この記事では,個人開発者・スモールチーム・学生エンジニアの方を主な読み手として書いています.10分で読み終わって,明日から動ける具体的な行動が1つ見つかる状態を目指しています.

なぜ撤退判断を考えるべきか

個人開発で続けるか撤退かの判断は,感情に流されると遅れます.「もう少し」「あと一押し」で1年消える例は多い.

数字ベースの撤退基準を最初に決めておくことで,冷静な判断が可能になります.

基準1:3ヶ月のMAU/PV推移

3ヶ月連続でMAUまたはPVが減少している場合,戦略の見直し時期.現状維持は衰退と同じ.

小さなプロダクトなら週次でPVをメモ.3ヶ月の傾向で判断する.

基準2:時給換算の収益

プロダクトにかけた時間で時給換算.時給500円を下回り続けるなら撤退検討.

スキルアップの副次効果を加味しても,時給1,000円を1年以内に超えないなら方向転換.

基準3:ユーザーフィードバックの質

使ってくれるユーザーから具体的な改善要望が来るかどうか.来ないなら関心が薄い.

NPS・離脱率・継続率 ―― 1指標でも明確に悪いなら撤退検討.

基準4:競合の動向

同領域で資金力のある競合が出てきたら撤退も視野.個人開発で資金戦争には勝てない.

ニッチ化・隣接領域への転換も選択肢.完全撤退より方向転換

基準5:自分のモチベーション

触りたくない・見たくない状態が2週間続くなら危険サイン.

ただし独自ドメインは手放さない.次のプロダクトに使い回せる資産として残す.

補論:「自分の場所」を持っているか

撤退判断に取り組むときに,最後に効いてくるのは「自分の城(独自ドメイン)」を持っているかどうかです.SNSや外部プラットフォームは仕様変更で振り回されますが,独自ドメインの上に積み上げたものは永続資産として残ります.

独自ドメインの取得は,取り扱い400種類以上のドメイン取得サービス─ムームードメイン─ なら年額数百円〜です.「これから本気でやる」と決めたなら,まずドメインを押さえるところから始めるのが,もっとも安価で効果の大きい第一歩です.

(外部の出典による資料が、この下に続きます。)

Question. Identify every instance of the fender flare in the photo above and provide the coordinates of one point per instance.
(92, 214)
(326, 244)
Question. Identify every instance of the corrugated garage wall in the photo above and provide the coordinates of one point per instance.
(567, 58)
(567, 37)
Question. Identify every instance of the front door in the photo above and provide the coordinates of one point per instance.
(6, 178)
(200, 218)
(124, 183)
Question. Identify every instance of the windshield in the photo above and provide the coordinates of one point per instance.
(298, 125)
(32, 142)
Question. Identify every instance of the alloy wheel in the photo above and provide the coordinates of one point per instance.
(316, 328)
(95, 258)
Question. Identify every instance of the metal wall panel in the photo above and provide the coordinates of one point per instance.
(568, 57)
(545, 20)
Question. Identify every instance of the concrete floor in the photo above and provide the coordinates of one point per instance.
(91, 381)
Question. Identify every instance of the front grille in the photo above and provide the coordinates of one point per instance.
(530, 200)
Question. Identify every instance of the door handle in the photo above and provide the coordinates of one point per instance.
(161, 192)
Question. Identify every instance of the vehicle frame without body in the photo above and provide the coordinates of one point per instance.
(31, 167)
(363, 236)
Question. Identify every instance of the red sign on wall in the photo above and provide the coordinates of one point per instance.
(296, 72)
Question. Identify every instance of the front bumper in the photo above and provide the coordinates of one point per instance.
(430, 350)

ドメインに紐づけるサーバーは,同じペパボグループのロリポップ!がコスト・操作性ともに個人開発者向きです.管理画面が一元化されているので,「技術的なつまずきで本業が止まる」事故を防げます.

よくある質問

Q1:撤退後のドメインはどうする?

保有を続けるのがベスト.次のプロジェクトで再利用可能.年額千円なら維持コストは低い.

Q2:撤退は失敗?

学習の対価です.3製品中1個でも当たれば個人開発として成功.

Q3:撤退基準を厳しく決めすぎないか?

主観の3倍厳しく設定するくらいで丁度いい.感情で延命してしまう傾向がある.

まとめ ― 撤退判断は「設計」と「習慣」で前進する

大事なのは,「正解を完璧に押さえる」ことではなく「動き始める」ことです.本記事の中で,ひとつでも今日できることが見つかれば,あなたは今日この記事を読む前より前に進んでいます.